Go-to-market strategies are very distinct from marketing strategies in terms of where they fall in a product’s lifecycle. A go-to-market strategy (GTM) is the planning and preparation for introducing a new offer (product or service) to a market. A marketing strategy is the ongoing programs and campaigns that you’re running to drive demand for that offer after it’s been introduced to a given market.
GTMs are more concrete. You only use them until you achieve product-market fit, whereas marketing strategies are more prolific, getting refined over time as you learn how your buyers get value out of your offer.
The following are the essential elements of a go-to-market strategy.
Define Your Market Conditions
What market growth strategy do you fall under?
In 1957, a mathematician introduced four categories of product-market introduction methods called the Ansoff Matrix.
Go-to-market strategies apply to two of those pathways: Product Development, where you are introducing a new product into an existing market, and Diversification, where you are introducing a new product into a new market.
Thinking about where your product-market fits in will help you define who you’re selling to and what you’re selling to them.
Who are your buyers?
Are you selling to businesses or people? Defining your buyers for your GTM is the same as developing your buyer personas for your marketing strategies. You want to understand what the day-to-day life of your ideal customer is like so you can understand their challenges and determine how your offer will alleviate their pain points.
That knowledge will set you up for success when developing your go-to-market strategy because it’ll help you develop the value proposition of your offer.
Who are your competitors?
Who are the other key players in the market you’re entering? How will you differentiate yourself from them?

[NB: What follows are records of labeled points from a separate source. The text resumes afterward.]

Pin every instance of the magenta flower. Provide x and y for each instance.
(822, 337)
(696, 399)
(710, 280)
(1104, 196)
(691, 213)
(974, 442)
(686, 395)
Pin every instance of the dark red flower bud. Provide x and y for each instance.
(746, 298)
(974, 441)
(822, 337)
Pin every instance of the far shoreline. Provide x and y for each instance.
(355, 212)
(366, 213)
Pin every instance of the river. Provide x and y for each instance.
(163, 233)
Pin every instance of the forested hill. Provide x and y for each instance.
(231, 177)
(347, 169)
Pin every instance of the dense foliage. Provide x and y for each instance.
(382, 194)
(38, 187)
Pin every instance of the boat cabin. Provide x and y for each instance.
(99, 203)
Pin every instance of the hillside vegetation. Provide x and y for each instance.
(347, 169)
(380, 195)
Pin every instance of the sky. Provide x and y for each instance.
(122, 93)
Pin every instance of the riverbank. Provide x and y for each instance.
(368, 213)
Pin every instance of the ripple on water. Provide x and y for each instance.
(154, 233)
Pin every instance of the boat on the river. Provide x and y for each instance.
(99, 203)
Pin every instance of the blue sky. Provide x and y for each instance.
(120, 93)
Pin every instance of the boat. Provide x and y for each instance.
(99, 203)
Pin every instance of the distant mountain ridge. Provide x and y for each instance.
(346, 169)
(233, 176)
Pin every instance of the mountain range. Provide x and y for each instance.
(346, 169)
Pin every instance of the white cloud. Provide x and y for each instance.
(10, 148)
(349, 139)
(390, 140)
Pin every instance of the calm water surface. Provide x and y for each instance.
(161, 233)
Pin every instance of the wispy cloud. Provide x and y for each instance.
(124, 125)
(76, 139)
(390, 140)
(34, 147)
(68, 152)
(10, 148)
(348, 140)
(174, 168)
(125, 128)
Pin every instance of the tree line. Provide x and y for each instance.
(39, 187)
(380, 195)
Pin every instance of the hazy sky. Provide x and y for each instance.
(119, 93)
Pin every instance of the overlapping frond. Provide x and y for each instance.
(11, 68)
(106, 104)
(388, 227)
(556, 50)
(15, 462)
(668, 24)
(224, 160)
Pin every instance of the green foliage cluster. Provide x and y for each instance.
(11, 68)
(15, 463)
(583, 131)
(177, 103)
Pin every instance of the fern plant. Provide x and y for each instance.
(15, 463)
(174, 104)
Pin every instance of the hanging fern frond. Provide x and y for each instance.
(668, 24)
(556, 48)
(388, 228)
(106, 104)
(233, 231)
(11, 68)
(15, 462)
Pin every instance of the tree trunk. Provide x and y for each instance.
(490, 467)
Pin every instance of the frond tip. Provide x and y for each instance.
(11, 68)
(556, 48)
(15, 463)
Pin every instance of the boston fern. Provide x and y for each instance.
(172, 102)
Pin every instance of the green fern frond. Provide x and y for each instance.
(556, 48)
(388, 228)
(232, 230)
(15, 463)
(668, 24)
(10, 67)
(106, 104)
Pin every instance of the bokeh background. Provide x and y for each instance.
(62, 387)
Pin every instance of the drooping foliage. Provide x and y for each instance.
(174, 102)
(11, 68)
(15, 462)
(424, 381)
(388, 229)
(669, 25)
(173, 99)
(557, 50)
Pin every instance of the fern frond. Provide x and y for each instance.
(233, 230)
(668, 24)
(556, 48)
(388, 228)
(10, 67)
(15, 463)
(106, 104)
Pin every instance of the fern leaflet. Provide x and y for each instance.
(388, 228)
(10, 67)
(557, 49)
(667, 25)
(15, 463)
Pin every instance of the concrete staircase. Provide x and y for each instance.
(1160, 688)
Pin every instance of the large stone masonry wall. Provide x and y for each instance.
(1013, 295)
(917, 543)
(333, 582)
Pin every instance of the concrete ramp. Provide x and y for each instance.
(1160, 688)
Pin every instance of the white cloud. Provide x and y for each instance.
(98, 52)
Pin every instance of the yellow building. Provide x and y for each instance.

If your offer is completely unique you want to capitalize on that, but if competitors are offering similar products or services to you, you need to find a niche that you can dominate.
Determine Your Selling Strategy
Value and price are the two main factors that determine whether a prospect will buy your offer. So as part of your value proposition and go-to-market strategy, you need to think about your pricing strategy.
A potential jumping-off point for this is analyzing the pricing strategies of competitors with similar products. Ultimately, your pricing strategy should be centered around your value proposition. Identifying that core value of your product allows you to define what your pricing strategy should be and build out your pricing model around that.
When deciding on a pricing model, consider whether you want to introduce your product or service through a freemium model or have customers start by purchasing your product or service outright.
Freemium involves offering consumers a free, lightweight version of your offer to penetrate the market quickly, and then offering paid upgrades to gain access to the full breadth of your offer.
This can be extremely effective if you have a strong understanding of your core values. For example, the core value of video-hosting solutions is the number of videos you can host. On a free version, you may be able to host up to 10, but as you use the product and want to host more than 10 you need to start paying.
Freemium is built on the principle of product-led growth, where the value of the product will sell itself and customers will inherently purchase because they love using your product or service so much.
Purchasing Up Front
The alternative to freemium is having a purchase be the only way to access your offer. If you use one of these models, you’ll need sales and marketing efforts devoted to driving purchases.
The actual purchase process should vary depending on your buyers. You can have online or eCommerce options, where buyers purchase a service or software through a website or order a product to be shipped to them. Another option is physical storefronts, where the buyers purchase your offer from your store or an authorized retailer.
New Breed uses an assessment and evaluation process, where customers can’t purchase frictionlessly but rather enter the sales process through an assessment, consultation or demo and then a salesperson walks them through the rest of the sales process.
Another potential selling strategy is using service-oriented channel partners to sell your offer on your behalf (with you or for you). As part of the development of your go-to-market strategy, you need to make sure your service partners are up-to-date on your offer prior to it entering the market so your partners know how to talk about it ahead of time.
Deciding on what pricing model and selling strategy works best for your offer and your buyers is an essential part of developing your GTM.
Market and Promote
The final part of your strategy is deciding how you will market and promote your offer when it launches.
If you’re launching your offer into an existing market, you should start doing your promotion with consistent customers. How you do that outreach — calls, emails, etc. — should be decided as part of your strategy.
If you’re entering a new market, you’re trying to reach people that you never have before, so you need to create a means through which they can discover your product. Examples of this include paid promotion through channels like AdWords and new content creation to bring inbound traffic.
Finally, if you have channel partners, you have to equip them with the information they need to sell to their customers.
Your go-to-market strategy lines up with the introduction phase of the product lifecycle and its main purpose is to get you through the introduction stage and into the growth stage.
More often than not, you’re going to have high costs and low traction when you first start out until you find product-market fit, which is where the market you identified has begun purchasing your product, gaining value from it and begins growing from there. Once you’re in your growth stage, it’s time to start implementing a marketing strategy that’s informed by the things you learned about your product and buyers in the process of achieving product-market fit.